Бочкарёв – матёрый бандит, при одном имени которого трепетали даже высшие офицерские чины колчаковской армии, вдруг понял, что сила его власти где-то надорвалась. Рытовская наглость сначала ошарашила, а потом и напугала. И только когда Карпуха Чижов, плаксиво заикаясь, сказал: Ваше благородие, а Петька-то Рытов смуту готовит, – опомнился.
– Бунтовать?! – заорал он и, выхватив маузер, ткнул дулом в подбородок Рытова. – Мерзавец!
– Стреляй, – ворочал крутыми желваками Рытов, – душегуб! На чужом горбу далече не укатишь. – И Рытов нервно захохотал… Сильно ударил в дверь ногой… – Охолоднимся?.. Пошли?..
Бочкарёв медлил.
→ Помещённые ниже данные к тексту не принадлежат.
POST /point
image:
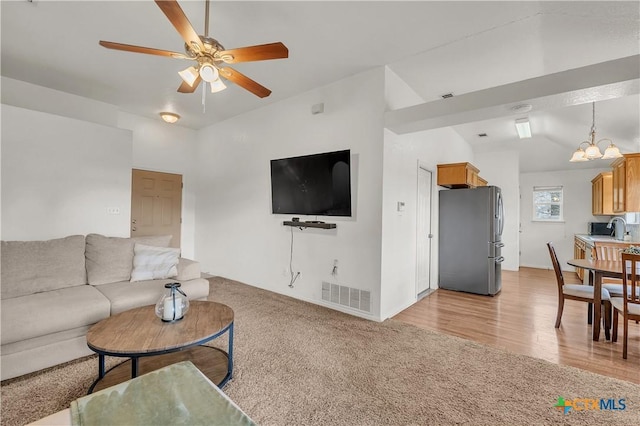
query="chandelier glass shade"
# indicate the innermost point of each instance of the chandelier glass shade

Но увидел насмешливые взгляды казаков, собрался и вышел на крыльцо.
– Долю верни!
– Какую? – насторожился Бочкарёв.
– Человеческую, иуда!
– Вот оно что…
– Кровушкой людской упиваешься? А ведь горы сулил? И я с такой сволочью связался… Меня ж мамка дома ждёт. Жинка истосковалась. Душа горит!.. Эх-х!..
Рытов размахнулся широко, как взмахивал когда-то косой, и замер. Его дважды качнуло, словно кто-то невидимый мощным жгучим хлыстом полоснул по могучей груди. Сделал вперёд шаг навстречу повторившимся вспышкам и упал на колени, размазывая тёплую липкую жижу по лицу:
– Ма-ма… матерья божия… ма-а-а…
Бочкарёв с опаской наклонился над вытянувшимся огромным телом, боязливо заглянул в лицо. Открытые, подернутые последней болью глаза казака смотрели в посветлевшее ночное небо…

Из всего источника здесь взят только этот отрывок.